In some uber-green centers, special green-colored bioplastics bins are set up in addition to the blue recycling bins and regular trash cans, but I’ve noticed people taking irregularly long pauses to figure out what goes where. Others think “biodegradable” means you can throw these items outside or into a backyard compost. Wrong! Bioplastics only break down in commercial composting facilities, which are sometimes hard to come by in some cities. So clearly, there’s a bit of an education problem to be dealt with before all these products become completely consumer friendly.
As someone with experience in marketing for bioplastics, I’ve noticed that even the companies who have tried to make the switch in the past are hesitant to give the new and improved market of bioplastics a shot again. So many of the former products have been criticized for quality or price that it’s difficult to get those eco-friendly companies back on board. And some weren’t even completely biodegradable/compostable as they had claimed. Fortunately, we’re starting to prove that the market has changed. The new bioplastics are often even better and cheaper than traditional plastics. Now the only problem is getting legislation going, working with waste facilities, changing the mindset of all food service businesses, and educating the general public.
With the new developments in this market, expect to see huge growth over the next decade and start thinking twice about how much plastic waste you’re generating on a daily basis…
Some nasty facts about the plastics industry:
- Over 600 million plastic, petroleum-based water bottles end up in landfills each day (almost 40 billion annually). Manufacturing bottled water uses over 1.5 million barrels of oil per year.
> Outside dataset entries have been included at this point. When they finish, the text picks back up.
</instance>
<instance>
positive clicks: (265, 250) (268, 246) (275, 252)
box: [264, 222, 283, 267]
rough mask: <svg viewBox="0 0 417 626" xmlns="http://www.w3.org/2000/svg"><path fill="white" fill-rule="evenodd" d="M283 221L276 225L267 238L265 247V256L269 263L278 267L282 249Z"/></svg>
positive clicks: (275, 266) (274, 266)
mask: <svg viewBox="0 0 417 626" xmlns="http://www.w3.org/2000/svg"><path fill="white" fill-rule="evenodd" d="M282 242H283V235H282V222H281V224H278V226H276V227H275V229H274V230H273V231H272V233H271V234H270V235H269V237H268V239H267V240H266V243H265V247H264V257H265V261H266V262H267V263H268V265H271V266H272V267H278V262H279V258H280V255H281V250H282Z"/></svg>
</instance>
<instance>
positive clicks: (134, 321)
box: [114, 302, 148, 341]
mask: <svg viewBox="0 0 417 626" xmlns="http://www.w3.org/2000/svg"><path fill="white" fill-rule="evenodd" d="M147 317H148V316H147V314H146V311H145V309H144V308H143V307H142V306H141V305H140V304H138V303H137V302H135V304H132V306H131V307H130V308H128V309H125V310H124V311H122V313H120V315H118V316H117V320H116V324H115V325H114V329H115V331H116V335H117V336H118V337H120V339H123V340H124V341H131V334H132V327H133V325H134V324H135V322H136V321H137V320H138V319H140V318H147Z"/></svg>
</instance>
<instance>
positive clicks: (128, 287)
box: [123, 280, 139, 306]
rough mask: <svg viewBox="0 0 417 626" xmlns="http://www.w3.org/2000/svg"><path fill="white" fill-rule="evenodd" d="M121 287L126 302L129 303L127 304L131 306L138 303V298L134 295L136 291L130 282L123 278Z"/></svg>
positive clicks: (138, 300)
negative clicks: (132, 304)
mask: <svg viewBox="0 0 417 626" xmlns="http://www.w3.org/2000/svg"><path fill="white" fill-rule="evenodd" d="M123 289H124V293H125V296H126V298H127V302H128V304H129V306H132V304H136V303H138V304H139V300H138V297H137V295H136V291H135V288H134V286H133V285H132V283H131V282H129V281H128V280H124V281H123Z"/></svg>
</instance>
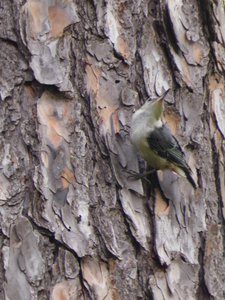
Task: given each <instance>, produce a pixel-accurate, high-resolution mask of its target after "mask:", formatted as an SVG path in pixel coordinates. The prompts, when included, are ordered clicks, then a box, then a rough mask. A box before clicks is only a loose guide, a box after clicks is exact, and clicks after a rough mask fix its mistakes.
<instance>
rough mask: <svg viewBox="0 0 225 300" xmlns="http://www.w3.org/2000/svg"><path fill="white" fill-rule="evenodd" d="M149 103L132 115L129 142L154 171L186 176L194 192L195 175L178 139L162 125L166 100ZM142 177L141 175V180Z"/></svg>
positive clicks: (158, 100)
mask: <svg viewBox="0 0 225 300" xmlns="http://www.w3.org/2000/svg"><path fill="white" fill-rule="evenodd" d="M168 92H169V90H167V91H166V92H165V93H164V94H163V95H162V96H161V97H159V98H157V99H155V100H152V101H146V102H145V103H144V104H143V105H142V106H141V107H140V108H139V109H138V110H137V111H136V112H134V114H133V115H132V120H131V126H130V139H131V143H132V144H133V146H134V148H135V149H136V151H137V152H139V154H140V156H141V157H142V158H143V159H144V160H145V161H146V162H147V163H148V165H149V166H150V167H151V168H152V169H154V170H170V171H173V172H175V173H177V174H178V175H181V176H183V177H186V178H187V180H188V181H189V182H190V184H191V185H192V186H193V188H194V189H196V188H197V185H196V182H195V180H194V179H193V173H192V170H191V168H190V167H189V165H188V164H187V162H186V160H185V154H184V152H183V151H182V148H181V146H180V145H179V143H178V141H177V139H176V138H175V136H174V135H173V134H172V133H171V131H170V129H169V127H168V126H167V124H165V123H164V122H163V119H162V117H163V112H164V98H165V96H166V94H167V93H168ZM141 177H143V176H142V175H141V174H140V178H141Z"/></svg>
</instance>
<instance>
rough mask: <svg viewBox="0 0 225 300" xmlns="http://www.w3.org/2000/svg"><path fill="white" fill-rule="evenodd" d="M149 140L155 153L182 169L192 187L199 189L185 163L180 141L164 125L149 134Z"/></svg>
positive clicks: (184, 158)
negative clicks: (177, 139) (184, 173)
mask: <svg viewBox="0 0 225 300" xmlns="http://www.w3.org/2000/svg"><path fill="white" fill-rule="evenodd" d="M147 140H148V144H149V147H150V148H151V149H152V150H153V151H155V152H156V153H157V154H158V155H159V156H161V157H162V158H165V159H166V160H167V161H169V162H171V163H173V164H175V165H176V166H178V167H179V168H180V169H182V170H183V171H184V173H185V175H186V177H187V179H188V180H189V181H190V183H191V184H192V186H193V187H194V188H195V189H196V188H197V185H196V183H195V181H194V179H193V177H192V171H191V169H190V167H189V166H188V164H187V163H186V161H185V156H184V153H183V151H182V149H181V147H180V145H179V143H178V141H177V140H176V138H175V137H174V136H173V135H172V134H171V132H170V130H169V128H168V127H167V126H166V125H163V126H162V127H160V128H155V129H154V131H152V132H151V133H150V134H149V136H148V138H147Z"/></svg>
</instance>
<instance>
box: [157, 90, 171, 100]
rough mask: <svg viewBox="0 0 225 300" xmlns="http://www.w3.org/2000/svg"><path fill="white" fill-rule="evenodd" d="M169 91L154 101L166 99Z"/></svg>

That’s enough oil to fuel 100,000 cars for that same year!
- Society’s consumption rate is now estimated at well over 500 billion plastic bags annually, or almost 1 million per minute. Single use plastic bags accumulate and persist on our planet for up to 1,000 years.
- An estimated 14 billion pounds of trash—much of which is plastic—is dumped into our oceans every year.
- Over 46,000 pieces of plastic debris float on every square mile of ocean, killing uncountable numbers sea creatures. A five-year long study by the Ocean Conservancy found that small plastic bags made up about 9 percent of the debris found along various U.S. coasts.
- Recycling 1 ton of plastic saves 7.4 cubic yards of landfill space. However, Americans only recycle 1-2% of the 10.5 million tons of plastic waste typically generated in a year.
- Every year we make enough plastic film to shrink-wrap the state of Texas.